Abstract. We consider the problem of clustering mixtures of mean-separated Gaussians in high dimensions. We are given samples from a mixture of [math] identity covariance Gaussians, so that the minimum pairwise distance between any two pairs of means is at least [math], for some parameter [math], and the goal is to recover the ground truth clustering of these samples. It is folklore that separation [math] is both necessary and sufficient to recover a good clustering (say, with constant or [math] error), at least information-theoretically. However, the estimators which achieve this guarantee are inefficient. We give the first algorithm which runs in polynomial time in both [math] and the dimension [math], and which almost matches this guarantee. More precisely, we give an algorithm which takes polynomially many samples and time, and which can successfully recover a good clustering, so long as the separation is [math], for any [math]. Previously, polynomial time algorithms were only known for this problem when the separation was polynomial in [math], and all algorithms which could tolerate [math] separation required quasipolynomial time.
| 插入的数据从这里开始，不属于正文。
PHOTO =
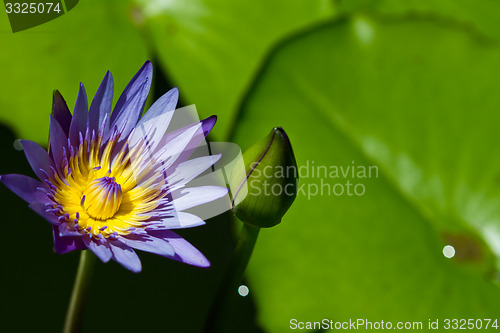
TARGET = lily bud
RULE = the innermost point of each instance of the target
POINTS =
(269, 186)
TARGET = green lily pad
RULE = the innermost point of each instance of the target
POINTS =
(415, 99)
(212, 49)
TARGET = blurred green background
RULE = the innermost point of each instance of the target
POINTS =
(410, 87)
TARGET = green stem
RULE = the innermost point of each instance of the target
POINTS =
(73, 323)
(221, 306)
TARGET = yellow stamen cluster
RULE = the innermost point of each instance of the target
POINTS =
(99, 193)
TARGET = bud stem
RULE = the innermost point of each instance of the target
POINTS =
(222, 305)
(73, 322)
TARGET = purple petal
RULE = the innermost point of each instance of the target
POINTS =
(101, 250)
(101, 104)
(58, 140)
(66, 244)
(185, 140)
(149, 244)
(41, 210)
(131, 103)
(60, 111)
(25, 187)
(125, 256)
(80, 114)
(195, 196)
(65, 230)
(37, 158)
(184, 251)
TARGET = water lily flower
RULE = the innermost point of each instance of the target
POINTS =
(112, 182)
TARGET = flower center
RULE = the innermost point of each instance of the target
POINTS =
(102, 198)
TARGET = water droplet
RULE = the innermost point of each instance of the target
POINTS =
(449, 251)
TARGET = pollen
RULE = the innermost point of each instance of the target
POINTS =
(102, 198)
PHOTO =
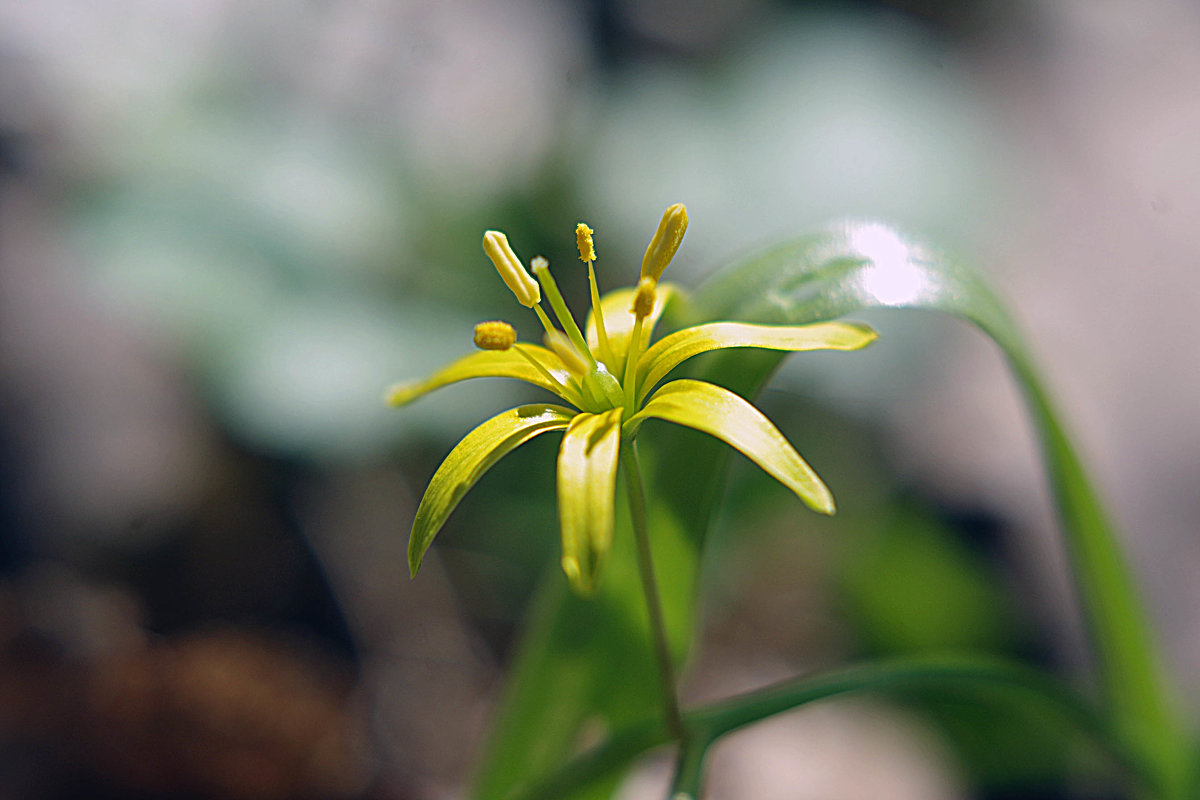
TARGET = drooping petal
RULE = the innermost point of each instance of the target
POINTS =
(492, 364)
(730, 417)
(587, 482)
(478, 451)
(618, 320)
(676, 348)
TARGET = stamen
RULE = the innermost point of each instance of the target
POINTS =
(665, 242)
(496, 335)
(514, 274)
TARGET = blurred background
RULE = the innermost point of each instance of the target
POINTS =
(226, 227)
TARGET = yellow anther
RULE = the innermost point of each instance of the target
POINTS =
(666, 241)
(507, 263)
(645, 298)
(583, 241)
(571, 359)
(495, 335)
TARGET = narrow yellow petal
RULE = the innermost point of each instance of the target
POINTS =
(587, 482)
(676, 348)
(469, 459)
(585, 244)
(510, 268)
(733, 420)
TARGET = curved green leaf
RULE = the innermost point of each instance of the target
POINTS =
(863, 264)
(492, 364)
(478, 451)
(676, 348)
(587, 483)
(733, 420)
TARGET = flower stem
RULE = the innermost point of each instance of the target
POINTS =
(651, 588)
(598, 313)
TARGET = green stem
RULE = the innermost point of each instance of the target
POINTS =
(561, 311)
(651, 587)
(631, 356)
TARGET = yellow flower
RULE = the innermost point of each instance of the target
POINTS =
(609, 376)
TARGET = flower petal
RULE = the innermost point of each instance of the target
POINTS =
(587, 482)
(618, 320)
(730, 417)
(676, 348)
(469, 459)
(491, 364)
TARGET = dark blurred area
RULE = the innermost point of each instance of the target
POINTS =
(226, 227)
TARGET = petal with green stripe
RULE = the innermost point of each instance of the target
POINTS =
(478, 451)
(672, 350)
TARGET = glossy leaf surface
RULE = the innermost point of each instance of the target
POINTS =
(819, 277)
(491, 364)
(676, 348)
(618, 320)
(587, 482)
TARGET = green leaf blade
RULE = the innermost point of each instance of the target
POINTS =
(490, 364)
(736, 421)
(469, 459)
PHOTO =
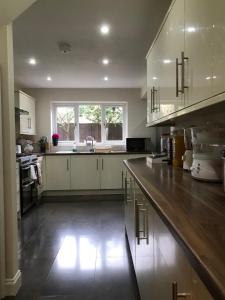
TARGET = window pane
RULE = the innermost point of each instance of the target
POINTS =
(114, 123)
(90, 122)
(65, 117)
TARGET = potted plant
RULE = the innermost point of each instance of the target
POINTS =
(55, 139)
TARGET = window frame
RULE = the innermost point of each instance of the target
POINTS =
(75, 105)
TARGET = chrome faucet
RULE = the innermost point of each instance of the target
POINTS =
(90, 141)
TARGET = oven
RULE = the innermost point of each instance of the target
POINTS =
(28, 182)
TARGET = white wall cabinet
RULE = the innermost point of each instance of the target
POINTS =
(27, 122)
(58, 172)
(169, 47)
(199, 49)
(196, 29)
(218, 25)
(160, 263)
(85, 172)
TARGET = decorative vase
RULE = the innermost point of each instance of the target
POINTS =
(55, 142)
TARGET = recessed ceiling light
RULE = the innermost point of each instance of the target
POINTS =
(105, 61)
(32, 61)
(167, 61)
(104, 29)
(191, 29)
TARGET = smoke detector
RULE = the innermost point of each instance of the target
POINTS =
(64, 47)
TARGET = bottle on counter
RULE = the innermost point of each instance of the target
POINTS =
(178, 149)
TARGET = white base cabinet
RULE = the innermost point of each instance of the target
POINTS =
(86, 172)
(58, 172)
(111, 168)
(160, 264)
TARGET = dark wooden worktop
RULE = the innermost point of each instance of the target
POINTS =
(95, 153)
(194, 211)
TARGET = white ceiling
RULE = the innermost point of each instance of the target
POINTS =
(134, 24)
(10, 9)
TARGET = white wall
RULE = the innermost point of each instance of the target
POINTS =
(12, 274)
(136, 107)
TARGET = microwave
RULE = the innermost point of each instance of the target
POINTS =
(138, 144)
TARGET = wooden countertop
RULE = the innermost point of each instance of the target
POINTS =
(194, 211)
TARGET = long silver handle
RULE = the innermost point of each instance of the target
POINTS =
(67, 164)
(145, 230)
(154, 91)
(125, 191)
(27, 185)
(175, 294)
(128, 195)
(183, 58)
(151, 101)
(177, 78)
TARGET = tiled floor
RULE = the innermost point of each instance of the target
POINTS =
(75, 251)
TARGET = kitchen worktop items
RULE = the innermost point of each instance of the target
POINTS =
(208, 144)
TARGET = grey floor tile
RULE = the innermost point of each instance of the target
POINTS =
(75, 251)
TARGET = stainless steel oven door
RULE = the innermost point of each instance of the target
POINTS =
(26, 196)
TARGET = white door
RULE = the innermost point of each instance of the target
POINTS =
(169, 46)
(218, 26)
(199, 49)
(58, 172)
(111, 171)
(85, 170)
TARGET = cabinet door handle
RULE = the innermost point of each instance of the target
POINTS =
(151, 102)
(177, 78)
(140, 208)
(183, 58)
(128, 198)
(154, 91)
(176, 295)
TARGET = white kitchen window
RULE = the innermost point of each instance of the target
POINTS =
(105, 122)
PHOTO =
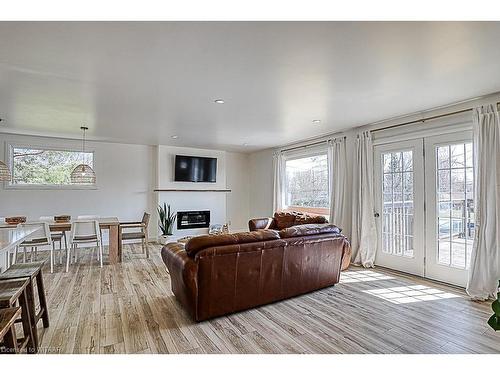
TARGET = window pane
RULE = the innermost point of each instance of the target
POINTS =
(397, 160)
(387, 163)
(468, 155)
(407, 161)
(457, 156)
(307, 182)
(443, 157)
(46, 167)
(444, 185)
(444, 209)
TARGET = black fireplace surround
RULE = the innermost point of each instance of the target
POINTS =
(193, 219)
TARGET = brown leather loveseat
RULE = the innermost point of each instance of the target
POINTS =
(288, 219)
(221, 274)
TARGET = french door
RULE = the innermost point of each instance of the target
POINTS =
(450, 220)
(424, 194)
(399, 191)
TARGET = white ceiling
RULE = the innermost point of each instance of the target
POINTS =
(142, 82)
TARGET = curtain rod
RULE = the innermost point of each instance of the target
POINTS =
(426, 119)
(309, 144)
(388, 127)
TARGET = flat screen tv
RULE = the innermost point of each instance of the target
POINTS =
(195, 169)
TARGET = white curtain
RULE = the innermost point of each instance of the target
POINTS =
(337, 165)
(484, 271)
(278, 181)
(364, 234)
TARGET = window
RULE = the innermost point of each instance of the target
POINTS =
(306, 184)
(38, 166)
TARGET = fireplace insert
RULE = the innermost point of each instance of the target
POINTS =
(193, 219)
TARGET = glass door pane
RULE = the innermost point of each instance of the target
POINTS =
(455, 204)
(449, 174)
(397, 185)
(398, 191)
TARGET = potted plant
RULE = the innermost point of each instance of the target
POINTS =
(166, 220)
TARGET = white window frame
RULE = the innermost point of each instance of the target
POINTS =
(301, 154)
(9, 148)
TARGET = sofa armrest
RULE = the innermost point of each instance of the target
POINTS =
(261, 223)
(183, 275)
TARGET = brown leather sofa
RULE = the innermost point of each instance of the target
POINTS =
(221, 274)
(282, 220)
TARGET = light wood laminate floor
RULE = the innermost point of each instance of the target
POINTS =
(129, 308)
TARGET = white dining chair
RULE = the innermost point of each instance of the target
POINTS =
(84, 232)
(90, 217)
(41, 237)
(57, 236)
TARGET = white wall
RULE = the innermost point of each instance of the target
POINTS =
(238, 201)
(224, 207)
(124, 183)
(126, 178)
(261, 184)
(261, 170)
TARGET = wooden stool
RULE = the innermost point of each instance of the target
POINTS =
(32, 271)
(17, 290)
(8, 330)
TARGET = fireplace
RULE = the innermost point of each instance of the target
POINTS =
(193, 219)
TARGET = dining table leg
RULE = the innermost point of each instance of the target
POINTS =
(114, 244)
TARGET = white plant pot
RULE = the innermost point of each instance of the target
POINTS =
(164, 239)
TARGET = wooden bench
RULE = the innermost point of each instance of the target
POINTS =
(17, 291)
(8, 336)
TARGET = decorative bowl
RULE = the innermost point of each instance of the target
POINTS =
(62, 218)
(14, 220)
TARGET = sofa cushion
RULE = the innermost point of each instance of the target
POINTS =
(308, 230)
(199, 243)
(284, 219)
(290, 218)
(302, 218)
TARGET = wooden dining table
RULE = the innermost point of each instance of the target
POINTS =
(112, 224)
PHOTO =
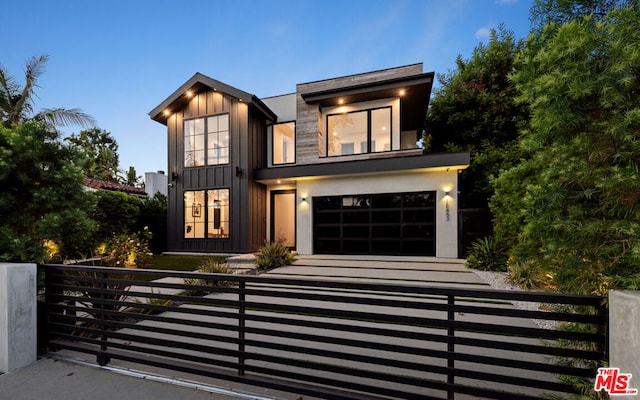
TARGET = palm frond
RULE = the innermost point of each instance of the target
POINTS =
(65, 117)
(33, 69)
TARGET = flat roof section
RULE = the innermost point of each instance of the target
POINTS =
(376, 165)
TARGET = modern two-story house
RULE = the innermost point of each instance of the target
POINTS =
(333, 168)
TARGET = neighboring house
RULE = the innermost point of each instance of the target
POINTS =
(155, 182)
(97, 184)
(333, 168)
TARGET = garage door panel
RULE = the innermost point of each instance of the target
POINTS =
(393, 224)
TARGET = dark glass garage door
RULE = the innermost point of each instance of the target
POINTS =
(385, 224)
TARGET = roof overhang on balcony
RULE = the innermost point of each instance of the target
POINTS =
(413, 91)
(199, 83)
(429, 162)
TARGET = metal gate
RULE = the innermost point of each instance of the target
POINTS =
(331, 339)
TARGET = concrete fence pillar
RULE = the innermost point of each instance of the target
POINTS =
(624, 335)
(18, 315)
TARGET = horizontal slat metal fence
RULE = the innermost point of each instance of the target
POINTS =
(326, 338)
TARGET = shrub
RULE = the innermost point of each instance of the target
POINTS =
(527, 274)
(485, 255)
(274, 255)
(125, 251)
(153, 301)
(212, 265)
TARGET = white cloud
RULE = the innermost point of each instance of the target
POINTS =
(483, 33)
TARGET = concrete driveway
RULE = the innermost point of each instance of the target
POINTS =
(396, 270)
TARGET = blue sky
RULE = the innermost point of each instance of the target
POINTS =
(118, 59)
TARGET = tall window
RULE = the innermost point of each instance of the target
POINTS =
(211, 148)
(359, 132)
(284, 143)
(206, 214)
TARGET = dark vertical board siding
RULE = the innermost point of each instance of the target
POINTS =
(256, 158)
(247, 151)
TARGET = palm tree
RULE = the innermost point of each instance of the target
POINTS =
(16, 101)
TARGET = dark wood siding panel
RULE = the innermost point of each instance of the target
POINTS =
(256, 158)
(202, 103)
(191, 109)
(240, 208)
(172, 160)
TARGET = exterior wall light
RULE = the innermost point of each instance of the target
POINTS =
(446, 206)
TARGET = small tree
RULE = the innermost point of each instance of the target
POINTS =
(475, 110)
(116, 213)
(101, 153)
(42, 196)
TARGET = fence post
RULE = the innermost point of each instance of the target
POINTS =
(18, 316)
(241, 326)
(451, 316)
(624, 335)
(103, 358)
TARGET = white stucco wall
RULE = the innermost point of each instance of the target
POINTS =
(18, 315)
(441, 181)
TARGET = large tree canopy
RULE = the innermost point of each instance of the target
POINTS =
(16, 100)
(475, 110)
(574, 206)
(42, 196)
(101, 153)
(544, 12)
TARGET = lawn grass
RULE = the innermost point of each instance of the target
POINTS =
(176, 263)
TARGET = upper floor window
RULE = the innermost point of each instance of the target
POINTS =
(284, 143)
(358, 132)
(206, 141)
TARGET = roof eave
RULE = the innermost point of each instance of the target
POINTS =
(158, 113)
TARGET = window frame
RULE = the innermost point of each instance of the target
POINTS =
(205, 149)
(206, 211)
(368, 133)
(273, 144)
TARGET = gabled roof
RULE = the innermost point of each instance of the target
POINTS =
(197, 82)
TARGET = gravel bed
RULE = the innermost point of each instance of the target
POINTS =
(498, 281)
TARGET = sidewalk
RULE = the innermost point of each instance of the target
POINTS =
(51, 379)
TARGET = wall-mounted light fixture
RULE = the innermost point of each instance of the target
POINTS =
(446, 205)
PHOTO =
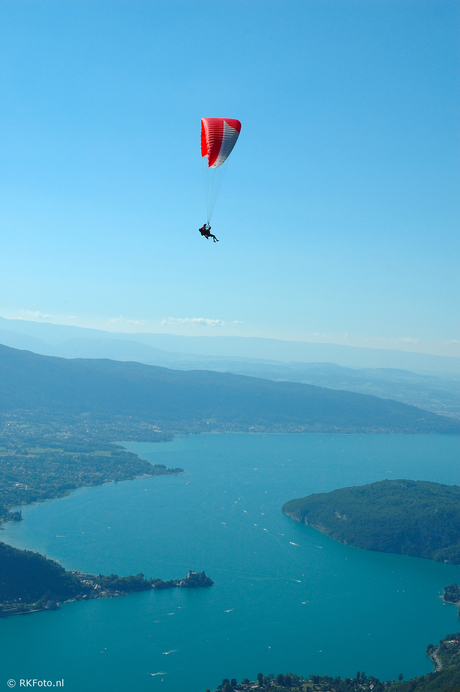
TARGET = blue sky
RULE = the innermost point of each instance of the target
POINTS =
(339, 214)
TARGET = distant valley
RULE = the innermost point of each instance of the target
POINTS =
(194, 401)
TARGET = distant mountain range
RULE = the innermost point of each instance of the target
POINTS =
(197, 400)
(226, 347)
(434, 391)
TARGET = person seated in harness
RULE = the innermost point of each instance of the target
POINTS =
(205, 232)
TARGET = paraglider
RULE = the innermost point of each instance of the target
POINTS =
(204, 230)
(218, 137)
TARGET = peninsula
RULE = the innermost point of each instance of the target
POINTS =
(416, 518)
(30, 582)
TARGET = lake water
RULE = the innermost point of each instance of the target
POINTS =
(285, 598)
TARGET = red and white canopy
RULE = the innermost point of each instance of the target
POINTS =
(218, 137)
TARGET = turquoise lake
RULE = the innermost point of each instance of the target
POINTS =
(285, 598)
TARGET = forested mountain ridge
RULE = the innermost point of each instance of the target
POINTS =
(416, 518)
(197, 400)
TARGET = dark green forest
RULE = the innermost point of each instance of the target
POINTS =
(447, 679)
(417, 518)
(180, 401)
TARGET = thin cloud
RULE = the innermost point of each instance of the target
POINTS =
(125, 320)
(200, 321)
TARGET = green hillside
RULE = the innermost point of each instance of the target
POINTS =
(415, 518)
(196, 400)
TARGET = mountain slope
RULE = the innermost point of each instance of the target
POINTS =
(201, 399)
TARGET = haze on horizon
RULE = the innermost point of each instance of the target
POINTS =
(339, 214)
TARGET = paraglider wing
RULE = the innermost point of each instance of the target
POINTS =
(218, 137)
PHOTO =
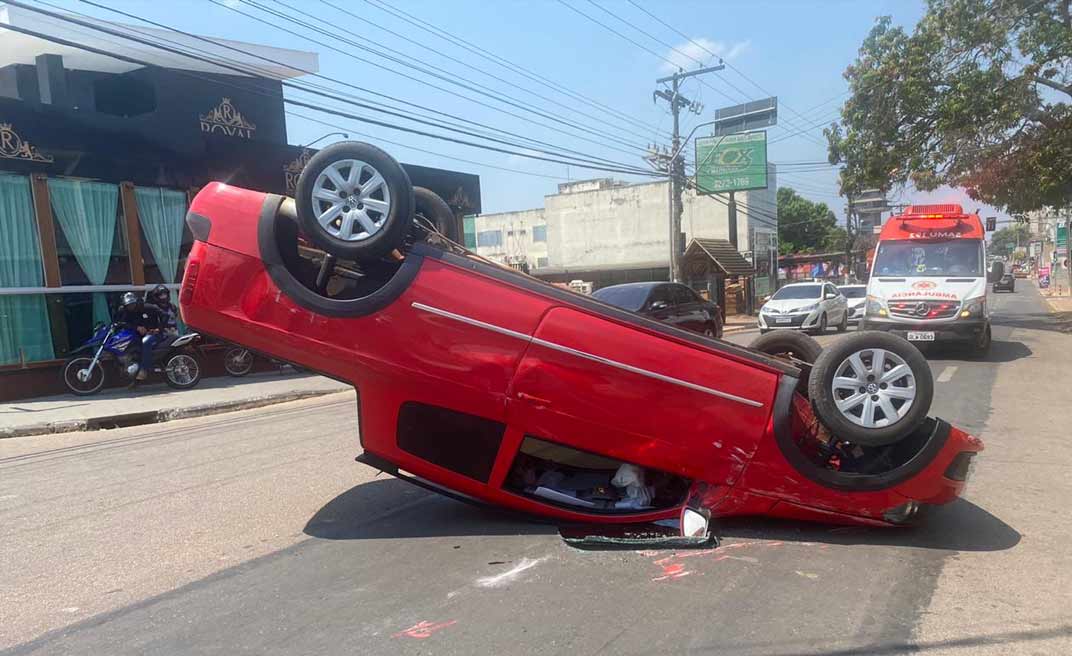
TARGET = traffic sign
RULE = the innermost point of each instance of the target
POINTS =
(733, 162)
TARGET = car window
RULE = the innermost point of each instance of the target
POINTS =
(626, 297)
(682, 295)
(660, 294)
(797, 292)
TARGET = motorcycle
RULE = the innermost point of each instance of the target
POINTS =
(117, 347)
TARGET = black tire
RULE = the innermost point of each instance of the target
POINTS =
(429, 205)
(71, 381)
(182, 369)
(238, 361)
(832, 359)
(392, 226)
(790, 343)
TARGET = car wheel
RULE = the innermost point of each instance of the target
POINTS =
(354, 200)
(238, 361)
(791, 345)
(871, 388)
(435, 210)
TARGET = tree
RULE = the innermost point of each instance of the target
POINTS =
(1005, 240)
(805, 226)
(976, 97)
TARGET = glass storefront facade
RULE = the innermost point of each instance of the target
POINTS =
(92, 255)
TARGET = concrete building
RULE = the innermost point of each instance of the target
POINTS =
(606, 230)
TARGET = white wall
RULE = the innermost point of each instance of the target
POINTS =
(599, 224)
(517, 237)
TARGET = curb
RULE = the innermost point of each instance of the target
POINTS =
(128, 419)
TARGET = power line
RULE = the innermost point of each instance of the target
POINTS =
(515, 68)
(355, 99)
(479, 70)
(285, 100)
(426, 151)
(437, 73)
(705, 49)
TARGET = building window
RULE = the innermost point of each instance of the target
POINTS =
(90, 239)
(165, 238)
(25, 329)
(489, 238)
(469, 226)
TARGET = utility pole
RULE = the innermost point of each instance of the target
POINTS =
(675, 165)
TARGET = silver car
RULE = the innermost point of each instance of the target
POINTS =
(809, 307)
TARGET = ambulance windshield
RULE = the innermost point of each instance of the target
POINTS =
(919, 258)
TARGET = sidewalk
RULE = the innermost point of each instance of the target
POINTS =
(153, 403)
(737, 323)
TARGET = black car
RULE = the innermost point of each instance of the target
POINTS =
(1007, 283)
(672, 303)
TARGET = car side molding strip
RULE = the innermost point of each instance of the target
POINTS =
(582, 354)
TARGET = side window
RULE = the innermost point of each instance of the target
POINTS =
(659, 294)
(682, 295)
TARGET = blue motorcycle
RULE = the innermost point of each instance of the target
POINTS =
(117, 348)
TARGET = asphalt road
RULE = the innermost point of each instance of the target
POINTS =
(255, 533)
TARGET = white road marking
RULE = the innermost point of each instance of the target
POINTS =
(947, 374)
(510, 575)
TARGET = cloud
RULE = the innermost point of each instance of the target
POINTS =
(685, 55)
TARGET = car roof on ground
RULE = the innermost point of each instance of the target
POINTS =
(640, 284)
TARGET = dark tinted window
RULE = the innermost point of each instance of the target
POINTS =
(682, 295)
(626, 297)
(660, 294)
(798, 292)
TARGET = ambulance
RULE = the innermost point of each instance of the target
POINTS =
(928, 278)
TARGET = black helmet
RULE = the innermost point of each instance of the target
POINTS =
(129, 299)
(160, 294)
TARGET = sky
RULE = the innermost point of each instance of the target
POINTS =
(591, 87)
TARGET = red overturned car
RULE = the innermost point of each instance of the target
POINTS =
(488, 385)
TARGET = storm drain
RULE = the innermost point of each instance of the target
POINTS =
(127, 419)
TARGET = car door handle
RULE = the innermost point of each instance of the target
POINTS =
(532, 399)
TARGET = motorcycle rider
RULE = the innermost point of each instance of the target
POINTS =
(161, 297)
(147, 319)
We also extend our result to mixtures of translations of a distribution which satisfies the Poincaré inequality, under additional mild assumptions. Our main technical tool, which we believe is of independent interest, is a novel way to implicitly represent and estimate high degree moments of a distribution, which allows us to extract important information about high degree moments without ever writing down the full moment tensors explicitly.

求助全文

通过发布文献求助，成功后即可免费获取论文全文。去求助

来源期刊

SIAM Journal on Computing 工程技术-计算机：理论方法

CiteScore

4.60

自引率

0.00%

发文量

审稿时长

6-12 weeks

期刊介绍： The SIAM Journal on Computing aims to provide coverage of the most significant work going on in the mathematical and formal aspects of computer science and nonnumerical computing. Submissions must be clearly written and make a significant technical contribution. Topics include but are not limited to analysis and design of algorithms, algorithmic game theory, data structures, computational complexity, computational algebra, computational aspects of combinatorics and graph theory, computational biology, computational geometry, computational robotics, the mathematical aspects of programming languages, artificial intelligence, computational learning, databases, information retrieval, cryptography, networks, distributed computing, parallel algorithms, and computer architecture.